Bien sûr, il y a d’autres raisons qui pourraient conduire à la triche : « Pas moins de 37,6 % des personnes interrogées disent que la triche vient en dédommagement d'un système mal paramétré (remboursement, forfait ne couvrant pas tous les frais), constate Alain Joyet. Voilà qui conforte bien l’idée que le voyageur n’est pas malhonnête mais qu’il ne veut pas non plus subventionner son entreprise sur ses propres deniers. On oublie trop souvent que voyageur d’affaires n’est pas un métier, mais la conséquence du métier que l’on fait et pour lequel le collaborateur est payé. »
Globalement, la nouvelle est plutôt rassurante tant pour les entreprises que pour les voyageurs. Les relations sont saines et claires. Mais à l’évidence, il faut encore simplifier la note de frais, se doter des outils de gestion adaptés et donner plus de transparence aux règles de remboursement. Pour KDS, l'étude conforte le besoin des utilisateurs de disposer d'outils rapides et efficaces pour gérer des notes de frais.

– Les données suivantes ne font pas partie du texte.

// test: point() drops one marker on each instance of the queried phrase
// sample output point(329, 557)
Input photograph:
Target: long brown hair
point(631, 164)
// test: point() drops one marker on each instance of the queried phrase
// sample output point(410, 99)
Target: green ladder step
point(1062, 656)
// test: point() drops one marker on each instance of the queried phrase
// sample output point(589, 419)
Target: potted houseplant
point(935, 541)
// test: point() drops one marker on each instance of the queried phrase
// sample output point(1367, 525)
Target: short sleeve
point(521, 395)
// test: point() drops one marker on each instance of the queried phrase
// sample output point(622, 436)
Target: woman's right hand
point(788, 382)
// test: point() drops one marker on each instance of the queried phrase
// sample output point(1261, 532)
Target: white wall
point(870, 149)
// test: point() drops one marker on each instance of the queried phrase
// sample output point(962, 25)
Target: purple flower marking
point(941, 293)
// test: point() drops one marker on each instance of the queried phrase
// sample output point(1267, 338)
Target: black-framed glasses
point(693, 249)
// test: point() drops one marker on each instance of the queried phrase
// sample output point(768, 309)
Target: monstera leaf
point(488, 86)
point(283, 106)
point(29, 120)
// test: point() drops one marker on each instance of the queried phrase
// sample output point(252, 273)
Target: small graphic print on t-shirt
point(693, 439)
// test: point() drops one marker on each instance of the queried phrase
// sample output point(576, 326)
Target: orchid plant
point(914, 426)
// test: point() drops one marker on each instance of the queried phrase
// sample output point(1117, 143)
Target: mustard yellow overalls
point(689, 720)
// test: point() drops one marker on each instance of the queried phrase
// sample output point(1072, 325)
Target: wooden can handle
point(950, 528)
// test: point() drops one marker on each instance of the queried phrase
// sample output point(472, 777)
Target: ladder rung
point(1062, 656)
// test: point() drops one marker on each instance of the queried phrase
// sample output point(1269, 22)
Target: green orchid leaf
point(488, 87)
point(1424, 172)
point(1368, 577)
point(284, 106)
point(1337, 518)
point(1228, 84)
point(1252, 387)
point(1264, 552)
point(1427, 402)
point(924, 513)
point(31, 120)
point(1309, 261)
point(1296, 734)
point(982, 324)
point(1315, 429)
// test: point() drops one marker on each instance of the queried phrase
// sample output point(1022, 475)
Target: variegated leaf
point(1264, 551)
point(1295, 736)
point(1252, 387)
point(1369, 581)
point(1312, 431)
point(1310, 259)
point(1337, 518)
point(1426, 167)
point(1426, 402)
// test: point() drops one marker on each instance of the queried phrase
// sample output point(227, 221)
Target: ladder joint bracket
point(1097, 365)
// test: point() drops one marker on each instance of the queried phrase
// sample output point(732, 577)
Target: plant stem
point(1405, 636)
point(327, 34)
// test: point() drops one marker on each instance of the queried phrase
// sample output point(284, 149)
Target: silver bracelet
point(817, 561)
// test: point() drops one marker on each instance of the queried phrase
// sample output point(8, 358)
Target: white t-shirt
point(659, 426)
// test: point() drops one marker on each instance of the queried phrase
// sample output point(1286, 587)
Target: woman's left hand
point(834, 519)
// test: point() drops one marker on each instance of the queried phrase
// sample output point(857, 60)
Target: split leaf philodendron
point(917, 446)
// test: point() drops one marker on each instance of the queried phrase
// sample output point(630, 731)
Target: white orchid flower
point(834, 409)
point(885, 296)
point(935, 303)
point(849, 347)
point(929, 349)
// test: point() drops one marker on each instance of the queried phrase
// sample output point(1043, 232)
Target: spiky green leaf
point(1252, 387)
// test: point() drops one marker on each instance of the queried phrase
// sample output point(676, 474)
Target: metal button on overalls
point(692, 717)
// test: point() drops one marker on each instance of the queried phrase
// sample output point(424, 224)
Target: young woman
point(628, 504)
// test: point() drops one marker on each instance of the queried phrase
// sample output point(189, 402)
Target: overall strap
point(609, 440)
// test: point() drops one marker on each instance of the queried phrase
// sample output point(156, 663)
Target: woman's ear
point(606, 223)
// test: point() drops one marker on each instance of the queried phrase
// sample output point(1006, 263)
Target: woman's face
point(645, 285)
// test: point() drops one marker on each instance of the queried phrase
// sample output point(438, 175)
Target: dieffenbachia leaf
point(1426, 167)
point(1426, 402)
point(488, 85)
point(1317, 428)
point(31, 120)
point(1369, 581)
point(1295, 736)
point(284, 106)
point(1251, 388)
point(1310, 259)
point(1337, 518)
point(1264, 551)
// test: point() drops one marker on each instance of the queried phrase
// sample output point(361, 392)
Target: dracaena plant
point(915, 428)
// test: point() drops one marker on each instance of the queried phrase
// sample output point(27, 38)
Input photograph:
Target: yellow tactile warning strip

Les principaux chiffres à retenir de l’étude

• 68,8 % des voyageurs font valider une fois par mois les dépenses engagées pendant les déplacements ;
• 31,78 % des voyageurs qui perdent un justificatif font une simple déclaration sur l’honneur. 5,5 % fabriquent un justificatif ;
• 58,9 % des personnes interrogées ont leurs dépenses de communication prises en charge par l’entreprise. Mais, 25,2 % déclarent que leur entreprise les prend en charge seulement si elles sont justifiées ;
• 31 % des dépenses non remboursées aux voyageurs sont liées à la perte de justificatifs ;
• 40,5 % ne se “souviennent plus” du montant de la fraude réalisée sur leur note de frais. 24,3 % parlent de 5 à 10 euros seulement ;
• 60,5 % des sondés savent parfaitement comment tricher s’ils devaient le faire ;
• 68,3 % sont persuadés que ce serait sur les dépenses kilométriques qu’il serait facile de tricher pour augmenter sa note de frais. 65 % imaginent qu’il serait plus simple de le faire avec les notes de restaurants ;
• 41,7 % disent que pour tricher ils imaginent la production de faux justificatifs avec ou sans la complicité du commerçant ;
• 59,3% se disent énervés d’avoir à calculer eux-mêmes la TVA sur les notes de frais. 46,3 % sont également lassés d’avoir à obtenir systématiquement l’approbation d’un supérieur.

* Sur 133 réponses obtenues, dont 93 en France.